Figure 1. Schematic diagram of the heterologous IAA biosynthesis pathway in E. coli

We insert IaaM-IaaH into pET28a to produce IAA in engineered strains.Then ELISA is used to determine the concentration of IAA produced. For this developed part, we collect some new data for next step of modification of this part.

The iaaM and iaaH genes jointly participate in the biosynthesis pathway of the plant hormone Indole-3-acetic acid (IAA). First, tryptophan is converted into IAM by tryptophan-2-monooxygenase (IaaM) encoded by the iaaM gene; subsequently, IAM is further converted into IAA by IAM hydrolase (IaaH) encoded by the iaaH gene.

This is the Bronze Part (BBa_K5468006) submitted and validated by our team. We not only successfully reconstructed this pathway in engineered strains but also experimentally verified its effectiveness, and confirmed the actual yield of IAA. These validation results provide reliable data support and an experimental foundation for future iGEM teams, enabling them to further optimize this pathway or apply it in broader synthetic biology practices such as promoting plant growth and improving crop traits.

We create a chlorimuron-ethyl degrading part and a low-temperature inducible suicide part. Chlorimuron-ethyl degrading part encompasses PnbA gene, which is tested as the most efficient enzyme to degrade chlorimuron-ethyl, we newly find the best fit pH value and temperature for this enzyme, providing many available data for IGEM teams in future. And low-temperature inducible suicide system has broad range of application for iGEM teams need keeping certain plasmids away from horizontal gene transfer, which will contaminate natural bacteria genome, especially when the engineered strain is not required in low temperature.

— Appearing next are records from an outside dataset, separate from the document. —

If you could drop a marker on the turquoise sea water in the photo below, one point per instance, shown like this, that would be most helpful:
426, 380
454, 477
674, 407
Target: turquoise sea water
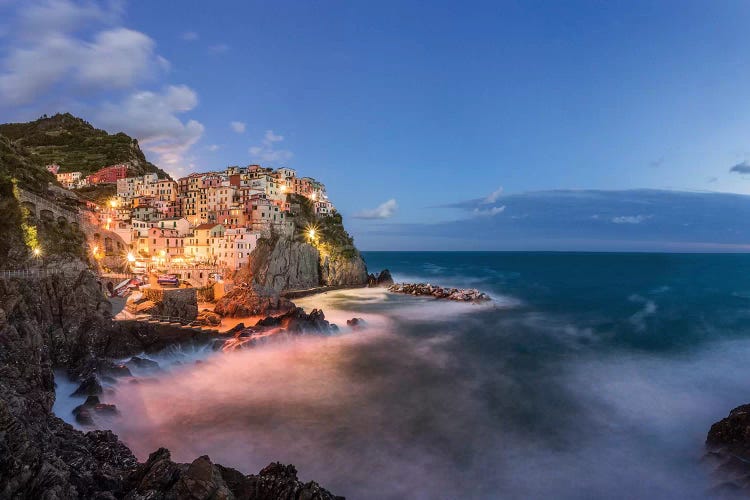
589, 376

Figure 2. Schematic illustration of the degradation pathway of chlorimuron-ethyl

In the design of our project, we systematically screened and validated different degradation pathways for chlorimuron-ethyl. Ultimately, we selected three candidate enzymes (GST, SulE, and PnbA) for comparative experiments.

The results showed that PnbA exhibited the highest degradation efficiency, effectively catalyzing the de-esterification of chlorimuron-ethyl. Therefore, we chose PnbA as the core degradation enzyme for our project. This outcome not only improved our project design but also provides valuable experimental evidence for future iGEM teams conducting similar herbicide degradation research.

Our contribution lies in:

• Providing a clear enzyme-screening pathway for chlorimuron-ethyl degradation, reducing the exploration cost for future teams.
• Identifying PnbA’s superior performance, offering a validated candidate enzyme for subsequent studies.
• Accumulating experimental methods and result data, enabling future teams to directly build on this foundation for systematic optimization without starting from scratch.

We hope that these results can serve as a reusable resource for the iGEM community in tackling herbicide residue management, and inspire more teams to explore synthetic biology solutions for sustainable agriculture.

Figure 3. Education activities

In our educational activities, our team explored a new approach to science communication: combining AI with comics to transform complex synthetic biology mechanisms into clear, intuitive visual content. This method not only helped farmers and the public quickly understand the issue of chlorimuron-ethyl residues and our proposed solution, but also enhanced their enthusiasm for providing feedback.

The value of this approach lies in offering future iGEM teams a reusable model for education. Whether in projects related to agriculture, environmental management, or healthcare, other teams can adopt this “AI + comics” strategy to conduct project education and outreach. This not only reduces the cost of science communication but also enables more effective feedback collection across diverse audiences, thereby driving further project improvement and refinement.

Through this contribution, we aim to leave the iGEM community with a sustainable educational tool and a practical case study, helping more teams achieve greater impact in science communication and public engagement.